Metabolite data pre-processing
Data were pre-processed in silico for mass spectral deconvolution, with peak picking and identification using the Automated Mass Spectral Deconvolution and Identification System (AMDIS) software (National Institute of Standards and Technology, Gaithersburg, MD, USA). The target component library was created with the PBQC file and peak identification was confirmed with the Agilent MassHunter Qualitative Analysis B.05.00 (Agilent Technologies, Inc., 2011). The peak area data was exported with the Agilent MassHunter Quantitative Analysis software version B.08.00/Build 7.0.457.0 (Agilent Technologies, Inc., 2008). The peak area data was normalised against the internal standard [13C6] sorbitol and the weight of root samples to generate response values, which were log-transformed for the downstream analysis (Gupta et al. 2022).
Statistical analyses
All statistical analyses were performed using R (v.4.2.1) and all figures were generated with ggplot2 (v.3.4.4). Shannon index was used to estimate the bacterial diversity and the differences between treatments were compared using the nonparametric Kruskal-Wallis test. Principal coordinates analysis (PCoA) based on the Bray-Curtis distance matrix was performed to assess the dissimilarity of the bacterial community compositions between treatments. Adonis analyses with the Permutational Multivariate Analysis of Variance (PERMANOVA) using the ‘vegan’ package (Oksanen et al. 2022) were further performed to statistically compare the bacterial community compositions between treatments. Bacterial biomarkers were determined between N0 and N2 samples at the mid-anthesis stage.
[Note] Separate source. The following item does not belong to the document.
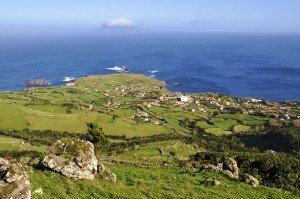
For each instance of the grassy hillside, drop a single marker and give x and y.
(154, 137)
(135, 182)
The linear discriminant analysis effect size (LEfSe) was quantified at the ASV level using the count per million (CPM) transformation with microeco (v.1.1.0). ASVs were considered significantly enriched with the criteria of P < 0.05 and a linear discriminant analysis (LDA) effect score > 2. For the metagenomic data, the contig count matrix by COG functional code from Metaphor was subjected to the PCoA and PERMANOVA analyses. The contig count matrix by COG categories was further compared between the N0 and N2 treatments using the Kruskal-Wallis test. For the GC-MS untargeted metabolomics analysis, unsupervised learning principal component analysis (PCA) was performed to assess the similarity of metabolite profiles between treatments. The metabolite composition between treatment samples was further compared with the PERMANOVA analysis. The fold-change of non-redundant known metabolites was analysed on the response values through multiple Student’s t-tests with False Discovery rate adjustment (adj. P < 0.05). A significance threshold of P < 0.05 was applied to all statistical results.